When you take out a loan from a bank, or when you finance a car at a dealership, the lender has a financial stake in your car. If you were to default on the car, or become involved in an accident, they would have to find a way to make their money back to avoid a loss on the loan. For this reason, most lenders require that all borrowers carry comprehensive insurance on any financed car. There are many car insurance providers, but Complete Auto Loans has a few tips that will help get the best value for your monthly insurance payment.
In most states, you will have no choice but to carry a liability policy if you want to drive on city or state roads. Liability insurance covers the other drive in the event that you were to have a multi-car accident, thus ensuring that there will be money to pay for damages to the other party’s car or medical bills that they may incur. Every state has their own minimum liability policy, but there is virtually no incentive to carry a greater amount. While the ‘victim’ of a car accident may try to recoup some of their damages in civil court, this is only an important consideration if you have a great deal of personal wealth that you are trying to protect.
Reducing the Cost of Comprehensive Insurance
Comprehensive insurance, on the other hand, covers your own vehicle in the event of an accident. Auto lenders make you carry comprehensive insurance because it takes the burden of repair costs off of their shoulders in the event of an accident that leaves you unable or unwilling to pay back your auto loan.
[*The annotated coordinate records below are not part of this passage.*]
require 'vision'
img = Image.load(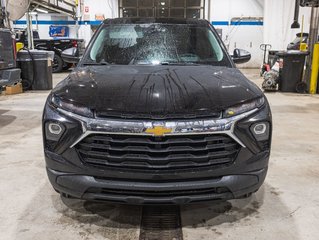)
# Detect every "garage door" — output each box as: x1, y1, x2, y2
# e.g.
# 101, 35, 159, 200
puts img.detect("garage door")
119, 0, 205, 18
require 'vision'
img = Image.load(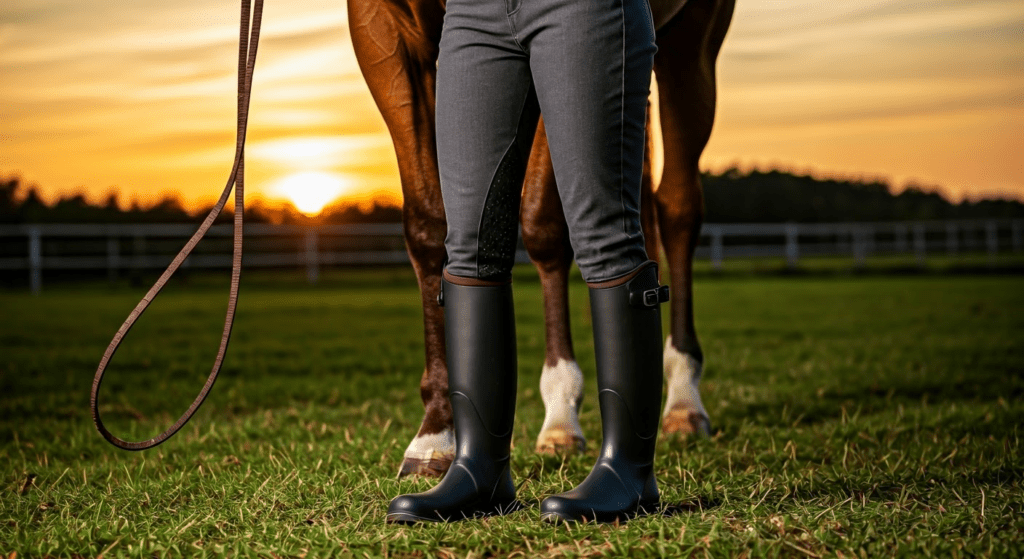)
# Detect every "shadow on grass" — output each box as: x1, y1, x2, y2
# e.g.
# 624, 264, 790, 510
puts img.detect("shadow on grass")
662, 496, 722, 517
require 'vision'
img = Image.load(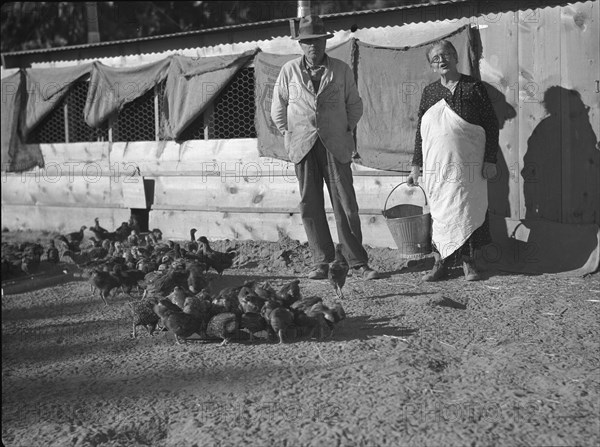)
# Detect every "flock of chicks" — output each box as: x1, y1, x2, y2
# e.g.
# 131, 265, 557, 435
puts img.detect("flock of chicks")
9, 218, 348, 344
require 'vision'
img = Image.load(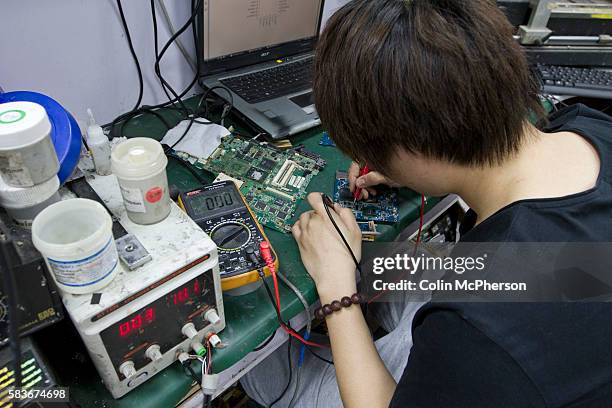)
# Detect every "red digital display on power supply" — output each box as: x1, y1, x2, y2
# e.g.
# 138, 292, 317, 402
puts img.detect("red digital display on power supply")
118, 278, 206, 338
119, 307, 155, 337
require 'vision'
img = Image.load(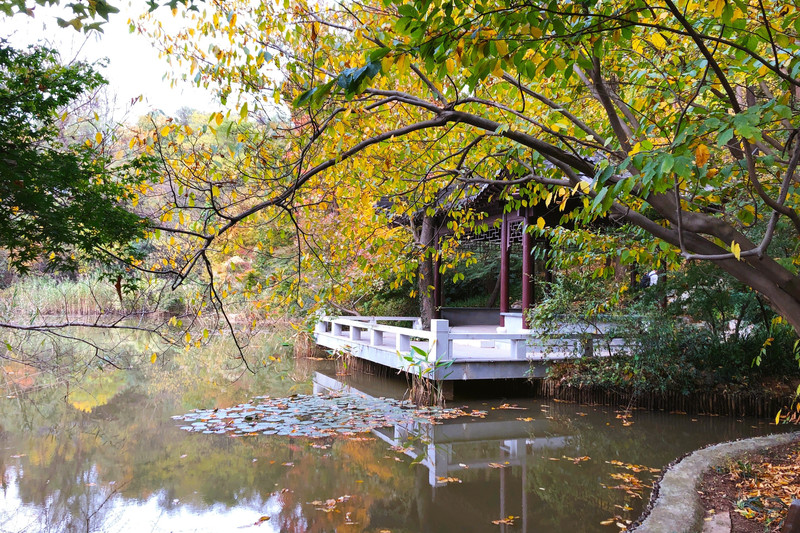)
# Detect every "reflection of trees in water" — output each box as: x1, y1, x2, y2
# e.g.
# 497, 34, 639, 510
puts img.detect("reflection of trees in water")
0, 356, 788, 533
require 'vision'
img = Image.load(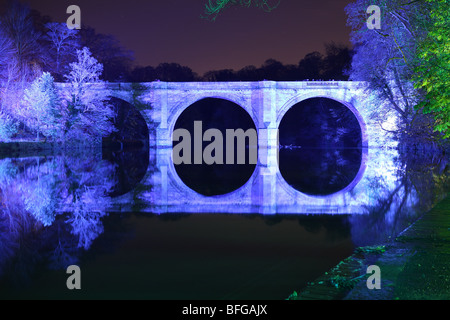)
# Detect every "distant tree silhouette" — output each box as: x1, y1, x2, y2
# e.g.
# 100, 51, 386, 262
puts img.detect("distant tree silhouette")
205, 0, 280, 21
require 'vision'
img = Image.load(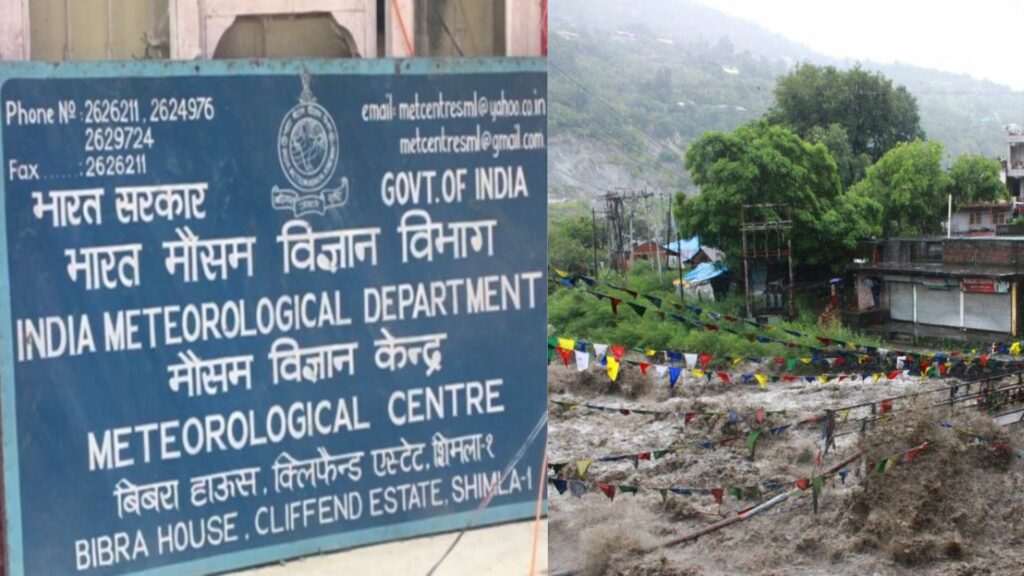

Comprehensive insurance scales in cost depending on the price of the car you are insuring, but also depending on the size of your deductible. The deductible is the amount that you must pay out of pocket for any repairs before your insurance starts to kick in. A common deductible is $500, meaning that the insured party must pay $500 towards any repair before the insurance covers the rest. The higher deductible you are willing to pay, the cheaper the insurance policy. Just make sure not to pick a deductible too high for you to actually pay, as this could prevent you from getting necessary repairs.
Finding an Insurance Policy
Unlike many lenders, Complete Auto Loans does not try to convince its borrowers to go to a particular insurer. We find that insurance companies are difficult to predict, and different borrowers might get wildly different rates (and have totally different experiences) depending on their driving history and their demographics. It is certainly nice to have an insurance company with local representatives, so check with your credit union and with local insurance brokers to see your options.